以上のように、応急仮設住宅に関しては、東日本大震災はじめ近年の災害での対応を踏まえ、度々見直しが図られてきており、例えば、「大規模災害時における被災者の住まいの確保策に関する検討会」(平成28年11月~ 内閣府防災担当)において首都直下地震や南海トラフ地震等の大規模災害を想定した検討がなされ、「大規模災害時における被災者の住まいの確保に係る留意事項等について」(平成30年3月30日 内閣府・国土交通省連名)として整理される等しており、発災前からの準備や、発災後の対応方法、災害救助法に基づき国庫補助が認められる範囲等について、救助基準、救助事務取扱要領における明確化や、手引きの充実等が図られている。なお、最近では、建設型応急住宅の一類型としてムービングハウスやトレーラーハウスといった新たな応急仮設住宅も利用されるなど、社会的要請に応じて随時見直されているところである。
(2) 災害公営住宅
被災自治体の財政負担や事務負担が課題となったため、災害公営住宅整備における補助率の引上げ、県や独立行政法人都市再生機構(UR都市機構)が被災自治体に代わって発注手続等を行う支援などが行われた。

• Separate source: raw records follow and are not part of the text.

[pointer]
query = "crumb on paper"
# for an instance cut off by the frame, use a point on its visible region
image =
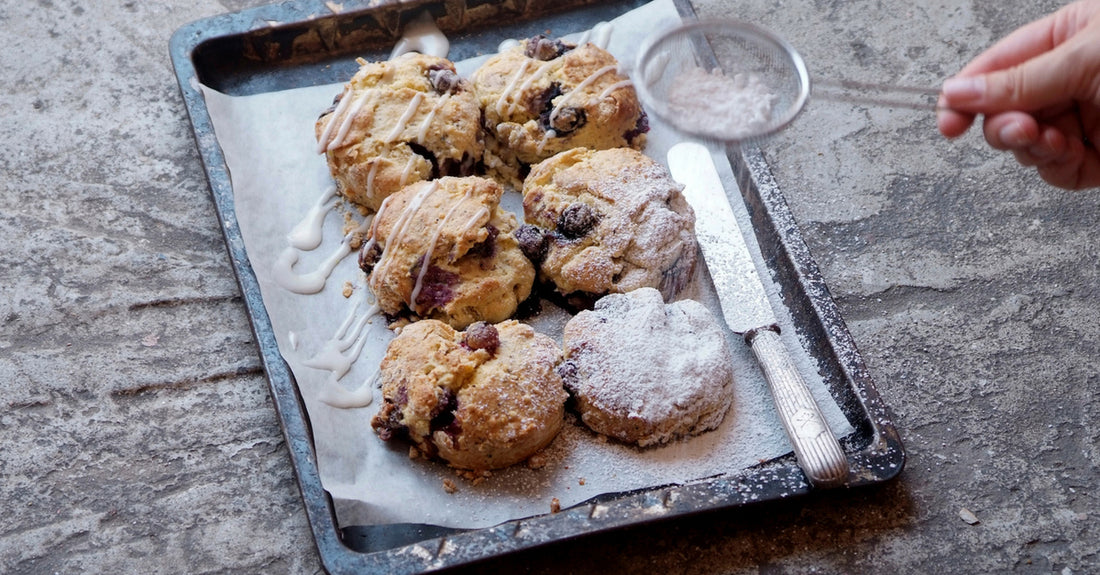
(538, 461)
(968, 516)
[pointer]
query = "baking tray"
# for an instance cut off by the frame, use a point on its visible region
(306, 43)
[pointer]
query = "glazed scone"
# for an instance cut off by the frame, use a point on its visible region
(647, 373)
(543, 97)
(607, 221)
(444, 250)
(397, 122)
(481, 399)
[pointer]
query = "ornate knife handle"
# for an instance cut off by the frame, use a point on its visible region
(815, 446)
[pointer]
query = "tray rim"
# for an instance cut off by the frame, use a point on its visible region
(881, 460)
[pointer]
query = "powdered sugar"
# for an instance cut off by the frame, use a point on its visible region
(647, 372)
(718, 106)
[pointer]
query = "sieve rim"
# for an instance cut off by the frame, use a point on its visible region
(658, 104)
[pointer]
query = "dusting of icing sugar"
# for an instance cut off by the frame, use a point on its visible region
(667, 365)
(715, 103)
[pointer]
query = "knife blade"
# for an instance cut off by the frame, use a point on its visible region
(748, 312)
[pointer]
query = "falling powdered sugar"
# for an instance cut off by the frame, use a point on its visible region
(718, 106)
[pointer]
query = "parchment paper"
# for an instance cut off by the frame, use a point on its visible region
(277, 177)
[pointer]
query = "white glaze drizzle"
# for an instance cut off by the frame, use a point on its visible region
(400, 225)
(370, 175)
(408, 170)
(587, 81)
(340, 352)
(312, 282)
(607, 91)
(307, 233)
(546, 139)
(431, 250)
(350, 118)
(426, 123)
(501, 102)
(322, 143)
(475, 220)
(414, 104)
(339, 397)
(527, 84)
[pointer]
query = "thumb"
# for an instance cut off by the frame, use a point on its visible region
(1040, 83)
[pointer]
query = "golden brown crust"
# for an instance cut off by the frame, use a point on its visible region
(517, 94)
(402, 124)
(475, 269)
(647, 373)
(636, 230)
(474, 408)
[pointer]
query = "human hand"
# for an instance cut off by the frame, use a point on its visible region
(1040, 92)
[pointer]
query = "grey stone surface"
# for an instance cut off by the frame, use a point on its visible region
(136, 433)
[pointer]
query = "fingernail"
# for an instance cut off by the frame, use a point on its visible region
(1013, 135)
(964, 90)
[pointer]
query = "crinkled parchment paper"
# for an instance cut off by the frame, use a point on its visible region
(278, 177)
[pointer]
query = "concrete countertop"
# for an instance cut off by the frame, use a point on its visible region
(138, 435)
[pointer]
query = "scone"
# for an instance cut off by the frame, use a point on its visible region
(647, 373)
(607, 221)
(397, 122)
(483, 399)
(543, 97)
(444, 250)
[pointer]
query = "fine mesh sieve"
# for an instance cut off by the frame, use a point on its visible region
(722, 79)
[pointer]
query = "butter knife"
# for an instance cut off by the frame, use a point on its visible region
(748, 312)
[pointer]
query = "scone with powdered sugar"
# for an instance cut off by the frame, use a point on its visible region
(647, 373)
(605, 222)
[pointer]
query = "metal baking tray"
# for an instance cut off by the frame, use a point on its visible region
(306, 43)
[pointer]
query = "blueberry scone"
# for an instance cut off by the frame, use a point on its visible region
(607, 221)
(444, 250)
(481, 399)
(645, 372)
(543, 97)
(397, 122)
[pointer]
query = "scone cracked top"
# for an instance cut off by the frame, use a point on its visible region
(607, 221)
(444, 250)
(543, 97)
(397, 122)
(626, 389)
(481, 399)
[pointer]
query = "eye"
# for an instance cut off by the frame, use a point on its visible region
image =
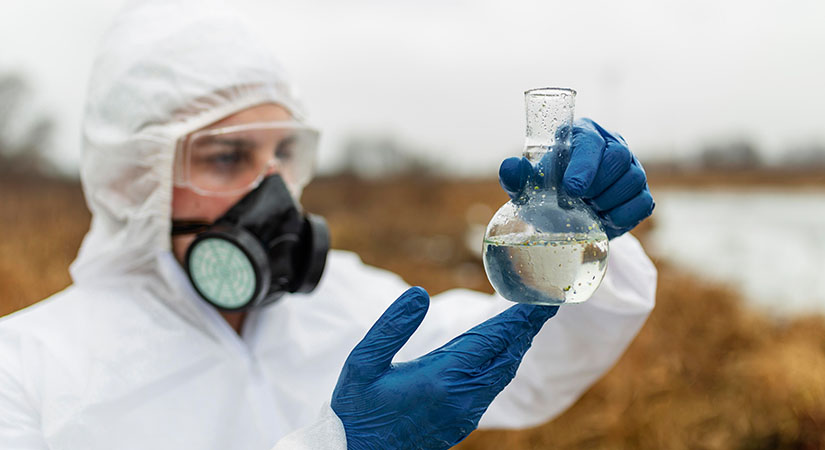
(225, 155)
(285, 149)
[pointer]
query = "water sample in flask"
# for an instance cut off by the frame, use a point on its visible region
(546, 247)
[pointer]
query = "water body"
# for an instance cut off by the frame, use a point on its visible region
(768, 244)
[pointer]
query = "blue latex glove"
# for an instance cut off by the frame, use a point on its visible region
(602, 171)
(435, 401)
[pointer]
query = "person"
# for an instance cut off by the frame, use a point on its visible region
(132, 356)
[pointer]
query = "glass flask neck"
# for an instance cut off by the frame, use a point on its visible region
(549, 131)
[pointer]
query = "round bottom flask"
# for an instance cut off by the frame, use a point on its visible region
(546, 247)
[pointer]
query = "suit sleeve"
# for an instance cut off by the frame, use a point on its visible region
(326, 433)
(19, 419)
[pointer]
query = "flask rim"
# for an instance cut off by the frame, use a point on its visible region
(550, 91)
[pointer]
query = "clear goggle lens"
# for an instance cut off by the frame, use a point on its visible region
(234, 159)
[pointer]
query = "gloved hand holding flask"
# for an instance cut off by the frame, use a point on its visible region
(576, 187)
(434, 401)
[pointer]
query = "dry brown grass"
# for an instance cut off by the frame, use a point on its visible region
(704, 373)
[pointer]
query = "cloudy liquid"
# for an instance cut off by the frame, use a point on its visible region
(549, 269)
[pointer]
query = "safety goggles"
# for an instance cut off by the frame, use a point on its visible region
(234, 159)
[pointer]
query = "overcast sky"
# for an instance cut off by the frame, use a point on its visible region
(448, 76)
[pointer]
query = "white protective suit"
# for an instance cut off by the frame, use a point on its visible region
(129, 357)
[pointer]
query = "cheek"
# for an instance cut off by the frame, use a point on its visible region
(189, 205)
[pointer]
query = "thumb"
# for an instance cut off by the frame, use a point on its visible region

また、従来とは異なった形の新たな住まいやコミュニティが形成されることを踏まえ、地域や街の魅力を引き出し、将来を見据え地域の課題を解決する「こだわり(工夫)」を持った住宅の整備を進めるため、コミュニティ形成への配慮、子育て・見守りへの配慮、自然再生エネルギーの採用、防災、安心・安全への配慮、地域の魅力の支援など、工夫された公営住宅が整備された。
さらに、約3万戸の災害公営住宅が建設され、維持管理をいかに効率的に行うかが課題となり、管理業務の外部委託・効率化、空き住戸の利活用等の取組が実施された。